It is fact that bluefin tuna are the prized possession in Japan and it is the best among family fish includes yellowfin and skipjack tuna, bonito, albacore (the tuna of our cans and lunches), little tunny or false albacore, king mackerel, bullet mackerel, cero and Atlantic mackerel.
Commercial tuna fishermen are getting from $5 to $15 a pound for bluefins, depending on the fat content of each fish. Harpooned fish are preferred generally as fish caught by rod and reel get “burned out.” The people who are making the killing on tuna, though, are the middle men, especially the auction sellers in Japan.

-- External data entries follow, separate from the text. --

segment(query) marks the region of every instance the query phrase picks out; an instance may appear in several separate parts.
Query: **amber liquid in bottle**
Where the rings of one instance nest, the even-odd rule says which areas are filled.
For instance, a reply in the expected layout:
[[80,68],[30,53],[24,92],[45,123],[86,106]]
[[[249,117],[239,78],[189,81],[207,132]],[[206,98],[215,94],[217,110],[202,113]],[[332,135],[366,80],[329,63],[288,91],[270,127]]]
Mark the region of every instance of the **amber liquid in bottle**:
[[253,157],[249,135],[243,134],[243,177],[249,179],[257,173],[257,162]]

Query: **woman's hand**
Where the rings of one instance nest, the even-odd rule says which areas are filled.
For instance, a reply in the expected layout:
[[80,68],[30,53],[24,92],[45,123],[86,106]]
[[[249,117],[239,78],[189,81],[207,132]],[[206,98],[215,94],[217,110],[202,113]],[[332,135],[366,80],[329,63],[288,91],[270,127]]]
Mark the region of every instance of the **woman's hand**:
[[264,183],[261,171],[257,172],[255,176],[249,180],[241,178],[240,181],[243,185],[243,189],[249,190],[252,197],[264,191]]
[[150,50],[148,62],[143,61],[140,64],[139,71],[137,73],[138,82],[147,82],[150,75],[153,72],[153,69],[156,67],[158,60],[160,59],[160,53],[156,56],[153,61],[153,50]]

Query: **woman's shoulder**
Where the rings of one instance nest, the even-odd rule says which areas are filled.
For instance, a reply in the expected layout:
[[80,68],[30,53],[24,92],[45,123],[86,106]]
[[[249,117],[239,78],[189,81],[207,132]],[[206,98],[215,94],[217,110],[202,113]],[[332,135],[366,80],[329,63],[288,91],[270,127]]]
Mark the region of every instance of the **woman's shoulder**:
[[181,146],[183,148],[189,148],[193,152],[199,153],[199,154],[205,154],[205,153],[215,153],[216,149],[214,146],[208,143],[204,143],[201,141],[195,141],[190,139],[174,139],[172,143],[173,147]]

It is told that Japanese buyers on shore were radioed by boats coming in, making purchase deals before landing. Some very fat, marbled fish were selling for $30 a pound. The Japanese weren’t interested in those slim offerings, yellow fin tuna. The Japanese are farm-raising tuna. They capture wild juveniles, put them in enormous pens and feed them concentrated fish meal from baitfish caught all over the world — like our menhaden.
The bluefin tuna is a special fish. It is warm-blooded (a contradiction to what we learned about fish in biology class). It has red meat, a function of containing large amounts of myoglobin, a muscle protein. With an extremely high body mass-to-surface-area ratio, the tuna build up heat and even require heat exchange organs.